Abstract

Background: No credit rating methodology currently exists for any of South Africa’s sub nationals.Aim: To develop a generic, quantitative credit rating methodology for the Department of Health and the Department of Education combined, as well as specific quantitative credit rating methodologies, for each department, individually.Setting: A comparison between generic and specific subnational credit rating methodologies to assess which fits the South African subnational environment best. Studies and results obtained from other nations were used to construct the approach.Methods: In a typical credit rating methodology, both quantitative and qualitative information is considered. In South Africa (as a developing economy), the quantitative information equates to a smaller portion of the final credit rating.

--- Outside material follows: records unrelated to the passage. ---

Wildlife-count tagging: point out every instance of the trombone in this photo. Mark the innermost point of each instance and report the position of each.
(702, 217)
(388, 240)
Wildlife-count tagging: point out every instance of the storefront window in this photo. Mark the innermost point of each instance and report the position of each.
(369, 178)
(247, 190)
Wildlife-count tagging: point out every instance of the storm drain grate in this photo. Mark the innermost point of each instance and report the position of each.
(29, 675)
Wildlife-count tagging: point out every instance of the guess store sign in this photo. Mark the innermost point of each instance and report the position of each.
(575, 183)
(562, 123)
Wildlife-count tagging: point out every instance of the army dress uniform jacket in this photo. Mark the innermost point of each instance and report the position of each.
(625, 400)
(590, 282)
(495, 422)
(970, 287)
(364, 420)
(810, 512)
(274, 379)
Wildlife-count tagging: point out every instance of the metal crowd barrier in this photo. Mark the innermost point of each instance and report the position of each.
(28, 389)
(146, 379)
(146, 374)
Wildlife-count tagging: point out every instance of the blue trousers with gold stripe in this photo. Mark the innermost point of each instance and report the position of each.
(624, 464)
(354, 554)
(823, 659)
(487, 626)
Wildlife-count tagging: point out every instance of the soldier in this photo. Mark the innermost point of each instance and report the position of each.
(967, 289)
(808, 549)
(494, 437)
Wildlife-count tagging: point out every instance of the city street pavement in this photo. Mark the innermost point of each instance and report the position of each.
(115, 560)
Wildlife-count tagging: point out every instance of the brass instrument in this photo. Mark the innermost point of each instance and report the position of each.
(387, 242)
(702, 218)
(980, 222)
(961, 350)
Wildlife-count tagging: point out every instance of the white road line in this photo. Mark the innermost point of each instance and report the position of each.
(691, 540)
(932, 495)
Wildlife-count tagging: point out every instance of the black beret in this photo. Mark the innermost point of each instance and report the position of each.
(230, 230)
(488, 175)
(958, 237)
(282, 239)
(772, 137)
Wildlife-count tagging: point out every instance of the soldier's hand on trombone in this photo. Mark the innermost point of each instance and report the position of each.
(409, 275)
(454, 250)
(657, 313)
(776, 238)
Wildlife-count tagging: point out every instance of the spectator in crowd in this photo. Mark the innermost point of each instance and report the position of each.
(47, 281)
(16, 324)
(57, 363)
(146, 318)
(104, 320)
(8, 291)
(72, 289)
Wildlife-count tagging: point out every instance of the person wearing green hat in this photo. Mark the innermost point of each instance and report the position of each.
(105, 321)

A generic quantitative credit rating methodology, as well as specific credit rating methodologies, was developed. The appropriateness of these generic and specific models was tested with regards to prediction accuracies using Red, Amber or Green (RAG) statuses on a traffic light series. An illustration of the predicted versus actual ranks is provided, as well as an example to illustrate how model-predicted RAG statuses, based on quantitative information, may be overlaid with more recent qualitative information to derive a final ranking.Results: A generic, quantitative credit rating methodology for the Departments of Health and the Department of Education combined was developed, as well as specific credit rating methodologies for each department separately. The specific subnational credit rating methodology outperformed the generic methodology considerably; more precisely, the generic models predicted a maximum of 50% of the new cases correctly as opposed to the specific Health and Education models’ 78%.Conclusion: The primary contribution of this study was to develop and compare generic and specific subnational credit rating methodologies. A further contribution was to test the appropriateness of these models’ prediction accuracies using RAG statutes. The specific subnational credit rating methodology was found to outperform the generic methodology considerably.

Highlights

  • Credit risk, defined by Scott (2003) as the risk that a borrower will be unable to make payments of interest or principal in a timely manner, should be assessed by banks and other investors before entering into a loan agreement

  • Literature indicated that models tailored for specific populations outperform generic models (Anderson 2007; Thomas 2000)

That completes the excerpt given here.